Humans are responsible for 25% to 40% more of the total share of methane emissions than previously estimated, according to a new study in Nature.

The methane problem: Methane is one of the most potent greenhouse gases: about 28 times more effective than carbon dioxide at trapping heat in the atmosphere, it’s responsible for about a quarter of global warming. It’s produced naturally by animals, volcanoes, and wetlands, but it’s also a byproduct of oil and gas production. It’s this last form of methane that the study focused on.
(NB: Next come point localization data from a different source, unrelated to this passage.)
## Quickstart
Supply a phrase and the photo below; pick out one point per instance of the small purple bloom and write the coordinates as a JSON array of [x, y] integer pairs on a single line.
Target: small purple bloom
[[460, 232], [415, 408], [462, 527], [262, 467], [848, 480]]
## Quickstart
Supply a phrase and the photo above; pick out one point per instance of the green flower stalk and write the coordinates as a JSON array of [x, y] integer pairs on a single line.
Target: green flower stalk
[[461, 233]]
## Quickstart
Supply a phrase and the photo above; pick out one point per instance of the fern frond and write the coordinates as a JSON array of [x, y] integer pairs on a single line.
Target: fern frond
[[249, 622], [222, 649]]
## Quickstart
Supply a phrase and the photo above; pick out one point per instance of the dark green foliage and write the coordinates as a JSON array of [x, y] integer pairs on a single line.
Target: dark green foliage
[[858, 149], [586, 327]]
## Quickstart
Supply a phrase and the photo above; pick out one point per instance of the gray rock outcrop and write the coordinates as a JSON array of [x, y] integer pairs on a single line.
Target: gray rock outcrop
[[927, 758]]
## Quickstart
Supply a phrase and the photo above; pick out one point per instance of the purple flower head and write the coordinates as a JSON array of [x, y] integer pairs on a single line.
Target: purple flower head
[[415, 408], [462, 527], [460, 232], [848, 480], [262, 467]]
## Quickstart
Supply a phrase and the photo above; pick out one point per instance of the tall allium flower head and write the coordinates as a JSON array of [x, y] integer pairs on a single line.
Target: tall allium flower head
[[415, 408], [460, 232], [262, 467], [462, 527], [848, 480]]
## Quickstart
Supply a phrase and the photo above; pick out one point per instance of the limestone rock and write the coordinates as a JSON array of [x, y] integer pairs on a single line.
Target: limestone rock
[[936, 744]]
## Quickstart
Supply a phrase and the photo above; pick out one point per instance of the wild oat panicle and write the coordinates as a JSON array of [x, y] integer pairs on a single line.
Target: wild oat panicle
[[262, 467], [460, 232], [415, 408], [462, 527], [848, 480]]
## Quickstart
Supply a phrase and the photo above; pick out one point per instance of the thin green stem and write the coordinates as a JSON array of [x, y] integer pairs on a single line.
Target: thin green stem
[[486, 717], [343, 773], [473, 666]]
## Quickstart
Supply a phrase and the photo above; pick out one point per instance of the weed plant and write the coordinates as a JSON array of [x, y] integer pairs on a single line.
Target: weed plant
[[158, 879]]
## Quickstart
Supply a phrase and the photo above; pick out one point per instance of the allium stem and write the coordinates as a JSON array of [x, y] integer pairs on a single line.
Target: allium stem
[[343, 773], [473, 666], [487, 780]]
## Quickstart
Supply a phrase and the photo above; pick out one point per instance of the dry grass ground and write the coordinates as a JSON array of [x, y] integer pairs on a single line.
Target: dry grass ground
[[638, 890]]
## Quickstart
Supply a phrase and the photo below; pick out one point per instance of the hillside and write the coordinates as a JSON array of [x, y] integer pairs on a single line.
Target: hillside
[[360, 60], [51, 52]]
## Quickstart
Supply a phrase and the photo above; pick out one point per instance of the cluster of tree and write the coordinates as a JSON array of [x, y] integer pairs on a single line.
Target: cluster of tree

How they worked it out: Researchers used ice core measurements from Greenland from 1750 to 2013, plus previous data from Antarctica. They melted the ice to release the small quantities of ancient air trapped inside. These act a bit like time capsules, allowing us to get a snapshot of the methane in the atmosphere at the time. They used the isotope carbon-14, which comes from living things, as a proxy to determine whether the methane they found came from biological sources. Until 1870, around the time we started using fossil fuels, almost all methane came from these sources. After that, there was a rise in methane that didn’t have any carbon-14, from ancient fossil sources in which the isotope had disappeared. That allowed the researchers to compare natural methane with methane caused by human activity.

A possible upside? If more methane is created by humans, there’s an even bigger opportunity to rein in how much we release. Methane stays in the atmosphere for only a decade (compared with 200 years for carbon dioxide). So efforts to cut methane, which mostly comes from the production and transportation of gas and oil, could pay big dividends right away.